Today, if one wish to learn any foreign languages – German, French, Spanish or Japanese – there are standardized, structured courses with uniform content for each level, which take the learner systematically right from the beginners to the most advanced stage of proficiency in that language. “For mastering a language generally about 700-800 hours of classroom teaching in about 6 levels are required. However, if one wishes to learn an Indian language such standardized courses and content are not available,” Dr. Surana pointed out.
With My Marathi books quality content for teaching material (textbook, workbook and DVD) has been prepared. A part-time Certificate Course in Communicative Marathi is starting at the Department of German. Teachers’ Training shall also commence soon.

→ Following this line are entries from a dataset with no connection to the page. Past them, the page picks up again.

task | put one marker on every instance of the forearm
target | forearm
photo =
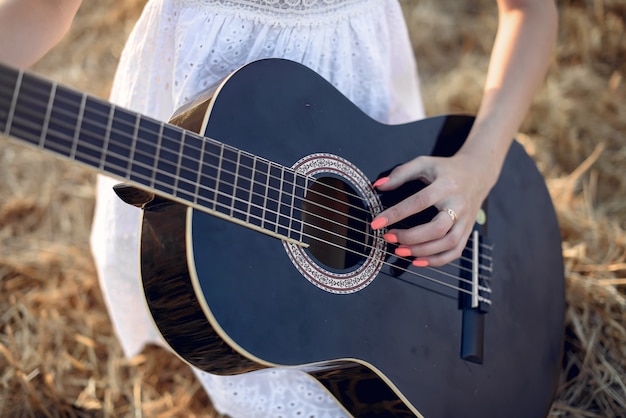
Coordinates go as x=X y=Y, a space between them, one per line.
x=519 y=61
x=30 y=28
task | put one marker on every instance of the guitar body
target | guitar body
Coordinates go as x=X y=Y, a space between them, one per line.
x=229 y=299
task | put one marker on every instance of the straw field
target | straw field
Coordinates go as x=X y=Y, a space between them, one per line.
x=58 y=354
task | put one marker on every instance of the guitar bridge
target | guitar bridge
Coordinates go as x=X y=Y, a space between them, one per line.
x=476 y=298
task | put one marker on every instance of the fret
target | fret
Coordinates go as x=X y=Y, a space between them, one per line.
x=168 y=159
x=30 y=109
x=107 y=136
x=90 y=148
x=301 y=186
x=226 y=180
x=133 y=146
x=157 y=154
x=46 y=120
x=142 y=167
x=207 y=193
x=13 y=105
x=178 y=162
x=79 y=118
x=189 y=166
x=285 y=202
x=260 y=186
x=270 y=214
x=62 y=124
x=196 y=192
x=243 y=185
x=251 y=189
x=233 y=202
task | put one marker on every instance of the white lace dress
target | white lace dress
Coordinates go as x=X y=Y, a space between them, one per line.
x=180 y=48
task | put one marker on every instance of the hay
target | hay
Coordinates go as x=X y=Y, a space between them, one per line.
x=58 y=354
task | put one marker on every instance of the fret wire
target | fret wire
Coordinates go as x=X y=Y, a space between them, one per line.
x=293 y=202
x=199 y=174
x=235 y=180
x=175 y=190
x=278 y=199
x=77 y=129
x=304 y=189
x=107 y=137
x=133 y=144
x=16 y=90
x=249 y=206
x=158 y=145
x=218 y=174
x=46 y=121
x=267 y=189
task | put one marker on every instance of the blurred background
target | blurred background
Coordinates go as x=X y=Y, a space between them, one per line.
x=58 y=354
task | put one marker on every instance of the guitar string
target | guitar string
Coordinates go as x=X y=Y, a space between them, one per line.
x=251 y=156
x=314 y=225
x=198 y=137
x=235 y=186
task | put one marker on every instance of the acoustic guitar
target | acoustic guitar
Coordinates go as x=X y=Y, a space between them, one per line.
x=256 y=249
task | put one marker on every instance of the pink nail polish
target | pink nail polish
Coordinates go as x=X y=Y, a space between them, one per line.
x=403 y=252
x=380 y=181
x=379 y=223
x=391 y=238
x=420 y=262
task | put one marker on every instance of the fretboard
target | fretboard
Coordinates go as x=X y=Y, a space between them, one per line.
x=168 y=160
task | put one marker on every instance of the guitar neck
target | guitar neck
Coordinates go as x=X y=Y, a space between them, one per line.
x=163 y=158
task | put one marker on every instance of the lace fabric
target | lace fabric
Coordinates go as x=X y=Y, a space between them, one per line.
x=283 y=12
x=180 y=48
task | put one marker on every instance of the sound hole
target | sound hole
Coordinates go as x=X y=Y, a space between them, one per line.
x=336 y=224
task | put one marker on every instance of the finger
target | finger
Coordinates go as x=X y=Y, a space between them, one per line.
x=413 y=204
x=419 y=168
x=437 y=259
x=439 y=227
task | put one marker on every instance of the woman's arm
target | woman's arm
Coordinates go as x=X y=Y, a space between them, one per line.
x=519 y=60
x=30 y=28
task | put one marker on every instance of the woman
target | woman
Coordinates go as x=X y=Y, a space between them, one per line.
x=181 y=47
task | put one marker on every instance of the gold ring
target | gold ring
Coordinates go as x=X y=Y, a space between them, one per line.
x=452 y=214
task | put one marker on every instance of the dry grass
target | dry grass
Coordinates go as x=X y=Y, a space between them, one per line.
x=58 y=355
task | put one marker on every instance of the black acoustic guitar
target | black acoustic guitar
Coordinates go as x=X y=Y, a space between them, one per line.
x=256 y=250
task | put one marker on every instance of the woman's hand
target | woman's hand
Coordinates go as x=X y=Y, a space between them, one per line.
x=457 y=186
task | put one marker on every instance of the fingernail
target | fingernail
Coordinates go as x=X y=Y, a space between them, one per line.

“Teaching of Indian languages needs to be revolutionized,” said Dr. Surana adding that if substantive funding is available similar projects would be undertaken for Hindi and other Indian languages in the future.
The book, My Marathi, is an initiative of the Department of German, University of Mumbai and Granthali and will be available at all the major bookstalls as well as on the online platform – Flipkart.com and Amazon.com. “We are glad that Aamir Khan took the initiative to finance this prestigious project and became the chief donor. At Granthali, we continue our dedicated service for the cause of promoting reading habits by keeping alive the literary movement to educate and empower the readers,” asserted Mr Hinglaspurkar.
Established in 1974 by a group of people from different professions, Granthali’s success has largely because of its ability to change with the times, according to him. “Granthali is a unique publishing venture and has earned a place for itself as a Reader’s Movement in Maharashtra. Supporting this innovative Marathi language Teaching Project in promoting our four decade old literary movement financially will help us” Mr Hinglaspurkar appealed.